Поломав ненадежную систему из бечевок и вбитых в землю колышков, свежеокрашенный Фунтик вырвался на волю и стремглав понесся в дом. Трошкина охнула, выронила полегчавший баллончик и побежала вдогонку за бульдогом, которого теперь нельзя было назвать ни Французским Гобеленовым, ни Болгарским Серобуромалиновым. К черным лоснящимся бокам отлично подошло бы, например, определение «Африканский Антрацитовый».

Как раз на прямой, соединяющей целеустремленного негроидного Фунтика с подъездом, как на грех, устроился пенсионер Герасимов, полностью поглощенный реставрационно-восстановительными работами. Не заметив стремительного приближения Африканского Антрацитового бульдога, он в очередной раз включил огнедышащую паяльную лампу, и пыхнувший из нее язык пламени добросовестно лизнул оказавшуюся на линии огня собачью попу.

Дизайнерская краска, о повышенной горючести которой Зяма Алку даже не предупредил, мгновенно вспыхнула, и бульдожья задница украсилась оранжево-голубой короной, более характерной для воспламененной газовой конфорки. Узревшая это огненное шоу Трошкина испуганно хрюкнула в респиратор и ускорила свой бег до скорости, какой никогда не мог добиться от нее школьный преподаватель физкультуры. Аккуратный тюрбан из бабушкиного платка, накрученный Алкой для защиты волос от краски и ее всепроникающей вони, наполовину размотался, и его острые треугольные концы вздыбились, как рожки.

– Тихо-то как! – делая второй шаг к лифту, задумчиво пробормотал Цапельник, подсознательно ожидающий от умиротворяющей тишины какой-то несказанной подлости.
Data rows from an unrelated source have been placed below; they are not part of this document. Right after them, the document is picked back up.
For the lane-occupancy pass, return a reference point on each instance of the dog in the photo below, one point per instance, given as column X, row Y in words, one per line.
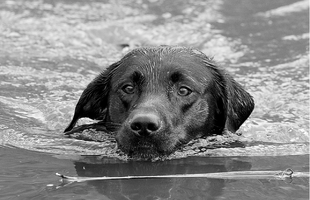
column 158, row 98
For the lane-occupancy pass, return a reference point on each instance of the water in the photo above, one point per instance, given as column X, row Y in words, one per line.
column 50, row 50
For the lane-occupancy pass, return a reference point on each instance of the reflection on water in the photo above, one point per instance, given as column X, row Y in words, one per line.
column 52, row 49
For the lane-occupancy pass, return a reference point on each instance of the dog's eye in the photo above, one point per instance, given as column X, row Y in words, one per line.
column 129, row 89
column 184, row 91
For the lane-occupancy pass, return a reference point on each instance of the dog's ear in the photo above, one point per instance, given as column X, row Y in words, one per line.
column 233, row 104
column 240, row 104
column 93, row 101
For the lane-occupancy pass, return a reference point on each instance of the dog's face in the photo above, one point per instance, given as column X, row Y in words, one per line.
column 163, row 97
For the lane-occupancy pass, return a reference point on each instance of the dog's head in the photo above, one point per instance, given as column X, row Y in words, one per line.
column 162, row 97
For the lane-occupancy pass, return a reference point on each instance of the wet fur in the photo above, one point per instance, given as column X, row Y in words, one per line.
column 217, row 102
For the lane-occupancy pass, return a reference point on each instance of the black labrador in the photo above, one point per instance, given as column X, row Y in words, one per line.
column 158, row 98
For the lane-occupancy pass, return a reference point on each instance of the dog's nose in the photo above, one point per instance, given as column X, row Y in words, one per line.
column 145, row 124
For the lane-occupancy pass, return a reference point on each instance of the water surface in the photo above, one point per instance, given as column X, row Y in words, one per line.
column 50, row 51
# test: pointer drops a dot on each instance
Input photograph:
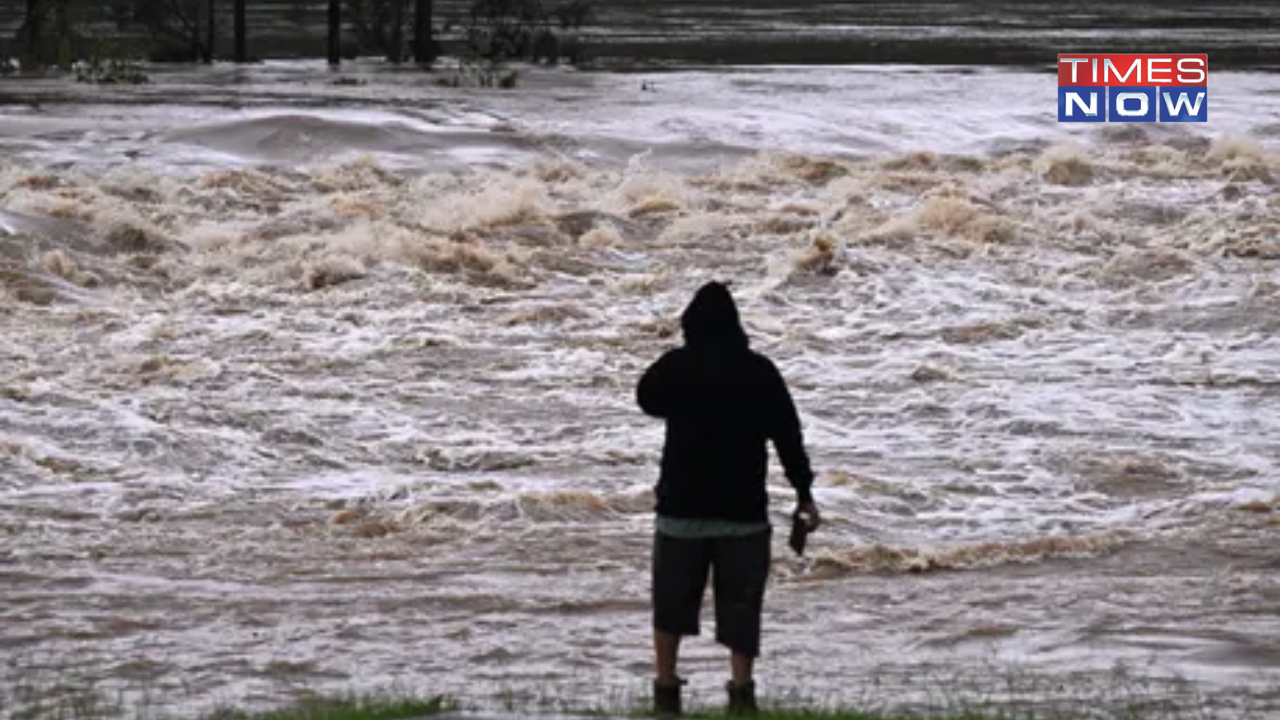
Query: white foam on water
(387, 402)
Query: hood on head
(712, 319)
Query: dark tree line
(190, 30)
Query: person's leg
(666, 654)
(680, 573)
(741, 570)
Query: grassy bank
(407, 709)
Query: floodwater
(325, 387)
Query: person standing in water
(722, 404)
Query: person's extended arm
(656, 391)
(787, 437)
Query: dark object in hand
(800, 528)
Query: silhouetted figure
(722, 402)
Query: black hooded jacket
(722, 402)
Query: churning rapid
(309, 387)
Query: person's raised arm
(787, 436)
(657, 388)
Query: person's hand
(809, 511)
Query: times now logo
(1132, 89)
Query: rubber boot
(741, 698)
(666, 698)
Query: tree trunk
(33, 30)
(396, 45)
(63, 22)
(334, 32)
(241, 32)
(210, 30)
(196, 49)
(424, 45)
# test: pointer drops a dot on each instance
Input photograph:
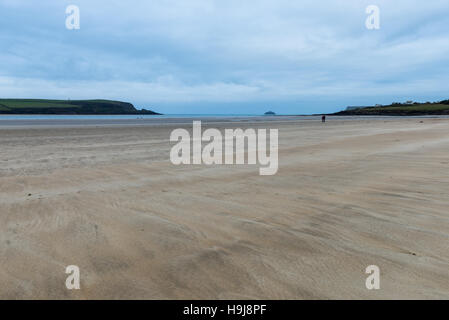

Интуиция у него была очень даже писательская! В следующий миг в освещенный нежным розовым светом дверной проем ворвалась угольно-черная тень, распространяющая вокруг себя невообразимо гнусное амбре. Его обеспечило сочетание туалетной воды «Душистый ландыш», болгарского тонирующего крема «Черный тюльпан», дизайнерской краски для меха и паленой собачьей шерсти.

– Ай! Кто это?! – мягко роняя себя в ближайший угол, взвизгнула пугливая Антонина Трофимовна.

Черное, как сама ночь, четвероногое существо, освещая общий мрак пылающим филеем и оставляя за собой дымный ракетный след, с воем вознеслось вверх по лестнице. Обалдевший Цапельник успел заметить волочащиеся за адским созданием лохматые хвосты, заканчивающиеся заостренными деревянными колышками. Они были густо испачканы землей и пересчитывали ступеньки с веселым костяным перестуком.